In both cases, this is actually not what you should do. Unless you explicitly want it right here and right now.
Gentoo would laught at that:
# emerge =libreoffice-5
portage will install newer library in new "slot" and use it parallel.
.... and after 2 hours of compilation in the background, you have it. There is no guarantee it runs, but usually it does. =)
Same applies to pacman (Arch, *based). The newer version (recipe to build it) would be available much much faster, but there can be harder problems to solve among the path.
DrakeFox: Sure you can for much software download and compile software yourself, or maybe even find binary packages, but the fragmentation once again means it might work out of the box, or need some serious tinkering.
Well, I think what I described above explains pretty much that there is no "fragmentation".

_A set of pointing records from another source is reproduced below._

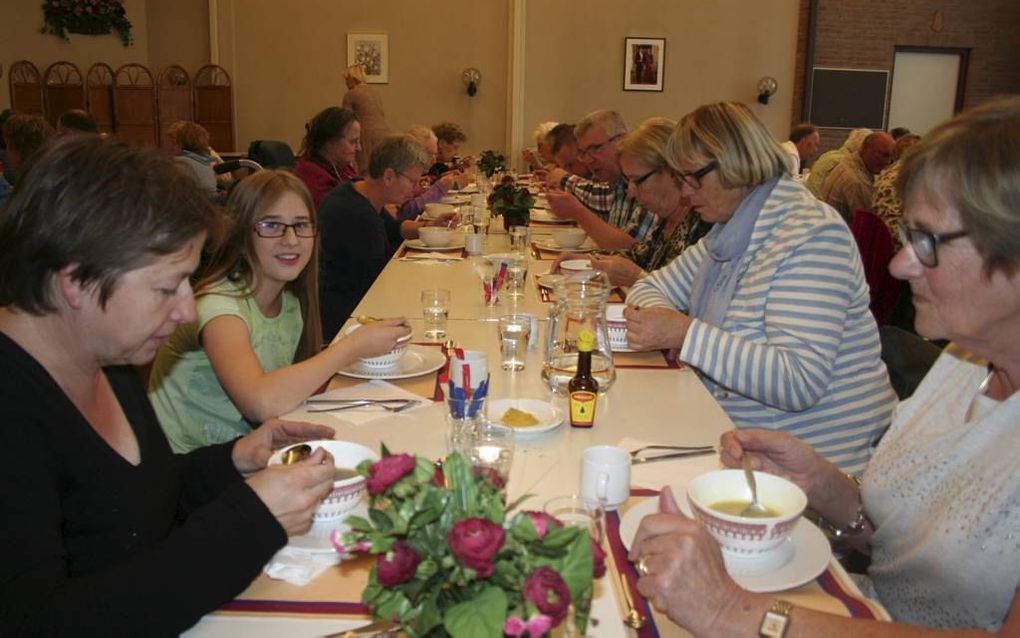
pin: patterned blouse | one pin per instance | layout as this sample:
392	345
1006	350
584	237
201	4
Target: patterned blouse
659	250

If you really want it working well and that - lazy, its binary distribution with long support window and stable (outdated? well-aged? you decide) software. Still, many of the (user) software is available in newer versions as backports, if there is need for that.
Thats about an equivalent of using windows XP... until something that is newer - stabilizes.

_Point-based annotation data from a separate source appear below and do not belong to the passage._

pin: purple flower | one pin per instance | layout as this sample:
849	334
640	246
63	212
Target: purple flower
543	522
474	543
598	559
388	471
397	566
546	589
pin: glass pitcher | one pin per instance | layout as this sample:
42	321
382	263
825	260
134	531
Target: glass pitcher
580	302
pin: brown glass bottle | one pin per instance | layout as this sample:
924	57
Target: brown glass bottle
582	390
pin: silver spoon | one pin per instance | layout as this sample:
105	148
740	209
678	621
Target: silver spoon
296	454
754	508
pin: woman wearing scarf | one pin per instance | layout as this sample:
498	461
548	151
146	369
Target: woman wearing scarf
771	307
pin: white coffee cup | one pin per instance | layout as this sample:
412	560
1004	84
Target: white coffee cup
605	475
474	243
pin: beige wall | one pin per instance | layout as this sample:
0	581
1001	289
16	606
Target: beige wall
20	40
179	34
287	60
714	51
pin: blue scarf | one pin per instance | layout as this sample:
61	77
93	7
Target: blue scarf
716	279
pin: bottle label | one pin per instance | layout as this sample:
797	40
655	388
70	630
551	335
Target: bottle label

DrakeFox: As a user experience, Linux might be a lot easier depending on your user interface (Personally I found KDE4 cumbersome to work with some years ago, especially the plasma bits seemed like pointless eyecandy).
I really loved KDE3 at some point, then I used Gnome2 for big chunk of time and I started hating it (KDE3). When KDE4 came out, it (plasma-component mostly) crashed and memory-leaked so often it was not funny. Right now KDE4 is very stable, very functional, fully translated. And outdated - KF5 knocks on the door with double the RAM requirement (its still 1/2 of what Windows 10 uses) , and the plasma crash fun. =)
And once you get enough knowledge of the workings of the OS it's most likely easier to fix when it breaks down since you don't have to guess at some closed source internals. But while Windows is a lot more crash prone, it's gotten quite good at repairing itself (though it would be preferable to not have to do so).
I know Wine is an API implementation, it's a great solution for running software, but API or not you're still running into some emulation of environment (drive_c for instance) which may or may not cause issue. It works quite well often enough, but still may require hacks which aren't required to run the executable in a native Windows environment (Took a look at the Wine page for Bioshock since I kinda fancied playing that again, categorized bronze, it installs and runs and you apparently need to do a bit of emulated registry hacking to not have mouse issues).
For me that's acceptable.
For a good deal of end users where reading a 3 step guide to something is beyond what's reasonable to ask, it's not.
DrakeFox: And that video....I think I spaced out because of the text to speech voices. Personally the UI I like the most at the moment seems to be Cinnamon (on Mint). It's basic and fairly lightweight and not overly complicated to setup. But hey, why choose, you can run Cinnamon, Mate, and Unity on the same system. Maybe even KDE though last time I installed KDE from the software repo, after first login to the KDE environment it managed to render the Unity shell unloadable (Ubuntu about 2 years ago)
Well, that sounds like an interesting bug. Probably the PPA had different libary version and installed it, causing segmentation fault in Unity. Thats worthy of report, if PPA is maintained. Otherwise, ask on official Ubuntu IRC channels. I have not used Ubuntu (full-time, that is) since 2011 so I am not sure KDE is in official repository. If it is, is always better to stick to that, unless something is really wrong with that. Well, basically, what I said few paragraphs above about binary distros.